Eventually, after perhaps the third or fourth commercial break, the team makes their way to their mission area, which in both films looks like the same region of Eastern Europe. Since we already know the purpose of the mission, there’s little to see or do in the last third of the films, until we arrive at the end, each containing many explosions and some of the most poorly acted deaths ever captured on film—but not many. What proves to be the most disappointing, besides the entire exercise, is that hardly any of the Dirty Dozen die, in either movie. Why bother naming the films “The Deadly Mission” and “The Fatal Mission” when hardly anyone dies?
Not only are they made-for-TV claptrap, but they are poorly-made claptrap. Savalas seems to mail in his performances and the director seems to have believed that using Savalas as a caricature of himself was the way to go. The production design is poor, looking nothing like the 1940s. The acting, writing and directing are atrocious. Considering those are the three biggest parts of filmmaking, enough said.
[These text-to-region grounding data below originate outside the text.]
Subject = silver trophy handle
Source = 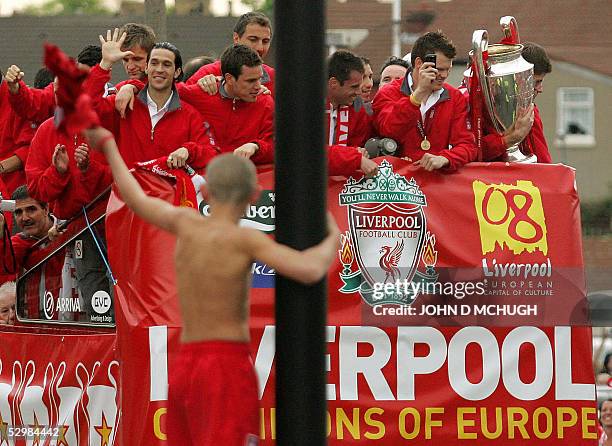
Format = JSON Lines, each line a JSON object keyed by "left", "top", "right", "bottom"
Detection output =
{"left": 472, "top": 30, "right": 501, "bottom": 133}
{"left": 500, "top": 16, "right": 520, "bottom": 44}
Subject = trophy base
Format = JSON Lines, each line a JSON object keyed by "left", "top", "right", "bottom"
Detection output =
{"left": 506, "top": 145, "right": 537, "bottom": 163}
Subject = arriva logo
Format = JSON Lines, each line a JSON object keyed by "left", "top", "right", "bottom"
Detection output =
{"left": 473, "top": 180, "right": 548, "bottom": 255}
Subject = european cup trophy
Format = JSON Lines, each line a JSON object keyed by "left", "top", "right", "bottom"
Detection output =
{"left": 470, "top": 17, "right": 536, "bottom": 163}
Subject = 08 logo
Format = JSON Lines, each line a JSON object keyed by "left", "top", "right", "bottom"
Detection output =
{"left": 473, "top": 180, "right": 548, "bottom": 255}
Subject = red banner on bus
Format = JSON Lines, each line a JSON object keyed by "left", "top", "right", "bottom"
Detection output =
{"left": 1, "top": 158, "right": 597, "bottom": 445}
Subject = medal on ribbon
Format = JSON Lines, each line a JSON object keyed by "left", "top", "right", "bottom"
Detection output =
{"left": 417, "top": 120, "right": 430, "bottom": 151}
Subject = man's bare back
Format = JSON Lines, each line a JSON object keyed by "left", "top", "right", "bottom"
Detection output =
{"left": 174, "top": 202, "right": 339, "bottom": 343}
{"left": 174, "top": 213, "right": 254, "bottom": 343}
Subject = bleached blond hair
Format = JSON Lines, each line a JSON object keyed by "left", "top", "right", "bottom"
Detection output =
{"left": 206, "top": 154, "right": 257, "bottom": 204}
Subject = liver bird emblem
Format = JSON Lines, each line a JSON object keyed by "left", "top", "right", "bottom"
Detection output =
{"left": 379, "top": 240, "right": 404, "bottom": 284}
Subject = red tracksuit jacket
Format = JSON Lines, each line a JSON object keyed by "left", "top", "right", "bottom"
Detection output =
{"left": 0, "top": 81, "right": 38, "bottom": 194}
{"left": 0, "top": 218, "right": 61, "bottom": 284}
{"left": 8, "top": 81, "right": 55, "bottom": 124}
{"left": 374, "top": 76, "right": 477, "bottom": 169}
{"left": 481, "top": 104, "right": 552, "bottom": 163}
{"left": 86, "top": 65, "right": 218, "bottom": 170}
{"left": 177, "top": 82, "right": 274, "bottom": 164}
{"left": 8, "top": 71, "right": 131, "bottom": 125}
{"left": 0, "top": 232, "right": 37, "bottom": 283}
{"left": 185, "top": 60, "right": 276, "bottom": 96}
{"left": 326, "top": 97, "right": 374, "bottom": 148}
{"left": 326, "top": 97, "right": 374, "bottom": 176}
{"left": 25, "top": 118, "right": 111, "bottom": 220}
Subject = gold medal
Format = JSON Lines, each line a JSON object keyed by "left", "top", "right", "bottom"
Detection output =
{"left": 421, "top": 138, "right": 431, "bottom": 151}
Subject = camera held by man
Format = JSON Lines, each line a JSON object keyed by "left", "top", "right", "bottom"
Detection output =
{"left": 364, "top": 137, "right": 398, "bottom": 158}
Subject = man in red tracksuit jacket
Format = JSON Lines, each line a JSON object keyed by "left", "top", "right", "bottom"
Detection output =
{"left": 326, "top": 50, "right": 377, "bottom": 177}
{"left": 0, "top": 185, "right": 56, "bottom": 283}
{"left": 0, "top": 185, "right": 79, "bottom": 322}
{"left": 374, "top": 31, "right": 477, "bottom": 171}
{"left": 25, "top": 118, "right": 111, "bottom": 220}
{"left": 86, "top": 38, "right": 218, "bottom": 171}
{"left": 6, "top": 25, "right": 152, "bottom": 124}
{"left": 186, "top": 12, "right": 275, "bottom": 96}
{"left": 5, "top": 45, "right": 103, "bottom": 125}
{"left": 481, "top": 42, "right": 553, "bottom": 163}
{"left": 177, "top": 44, "right": 274, "bottom": 164}
{"left": 0, "top": 78, "right": 37, "bottom": 195}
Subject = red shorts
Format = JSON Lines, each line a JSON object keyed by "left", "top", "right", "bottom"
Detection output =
{"left": 167, "top": 341, "right": 260, "bottom": 446}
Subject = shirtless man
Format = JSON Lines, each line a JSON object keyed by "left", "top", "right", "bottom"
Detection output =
{"left": 83, "top": 126, "right": 339, "bottom": 445}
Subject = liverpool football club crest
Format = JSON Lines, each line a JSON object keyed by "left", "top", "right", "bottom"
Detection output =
{"left": 338, "top": 160, "right": 438, "bottom": 306}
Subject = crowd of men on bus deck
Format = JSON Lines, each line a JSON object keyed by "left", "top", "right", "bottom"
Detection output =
{"left": 0, "top": 12, "right": 554, "bottom": 324}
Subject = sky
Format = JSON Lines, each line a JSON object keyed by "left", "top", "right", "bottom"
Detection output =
{"left": 0, "top": 0, "right": 251, "bottom": 16}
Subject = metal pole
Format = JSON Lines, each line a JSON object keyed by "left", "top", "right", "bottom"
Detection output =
{"left": 392, "top": 0, "right": 402, "bottom": 57}
{"left": 275, "top": 1, "right": 327, "bottom": 445}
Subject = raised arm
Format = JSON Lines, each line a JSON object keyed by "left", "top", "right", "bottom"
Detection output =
{"left": 6, "top": 65, "right": 55, "bottom": 123}
{"left": 26, "top": 124, "right": 70, "bottom": 203}
{"left": 83, "top": 126, "right": 187, "bottom": 234}
{"left": 84, "top": 29, "right": 135, "bottom": 116}
{"left": 373, "top": 80, "right": 420, "bottom": 141}
{"left": 246, "top": 214, "right": 340, "bottom": 285}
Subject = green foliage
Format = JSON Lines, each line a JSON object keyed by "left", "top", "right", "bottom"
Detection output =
{"left": 242, "top": 0, "right": 273, "bottom": 17}
{"left": 581, "top": 197, "right": 612, "bottom": 235}
{"left": 22, "top": 0, "right": 110, "bottom": 15}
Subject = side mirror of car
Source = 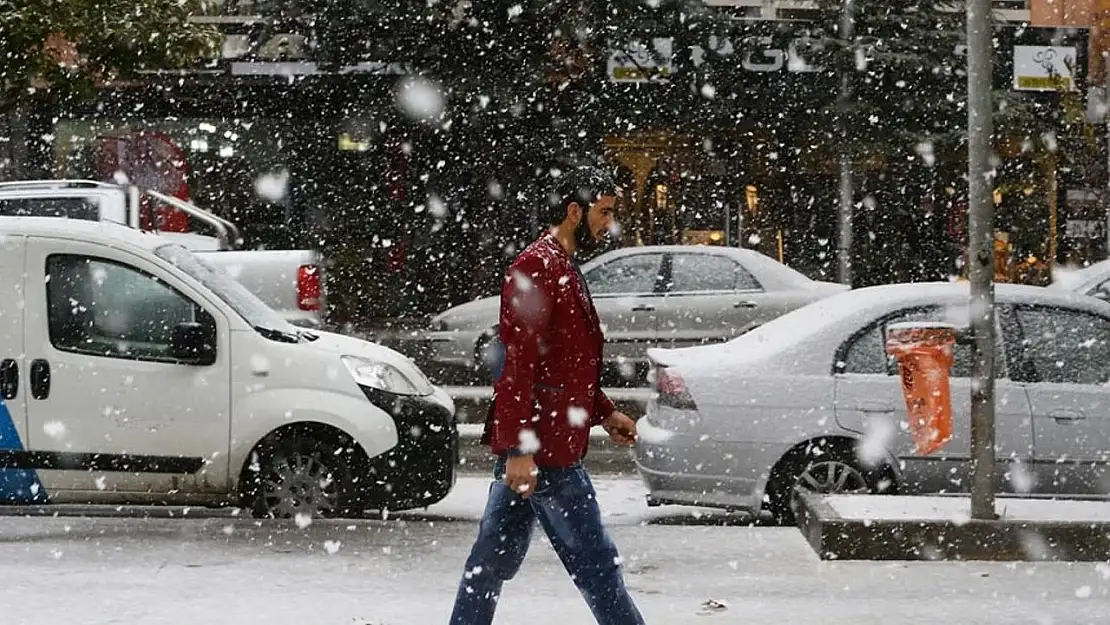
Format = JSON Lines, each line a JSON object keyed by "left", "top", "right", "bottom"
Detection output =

The video transfer is fair, but looks exactly like what it is, a television show from the 1980s. If you remember the picture and sound quality of the ‘80s, like from “Airwolf,” then this is what you get. It’s to take nothing away from the 1980s, but the quality of almost all made-for-TV movies is average at best. There are no special features to speak of and the DVD menus are about as boring as unsweetened chocolate.
Skip these poorly made films and go directly back to 1967 and the original, Oscar-winning “Dirty Dozen.”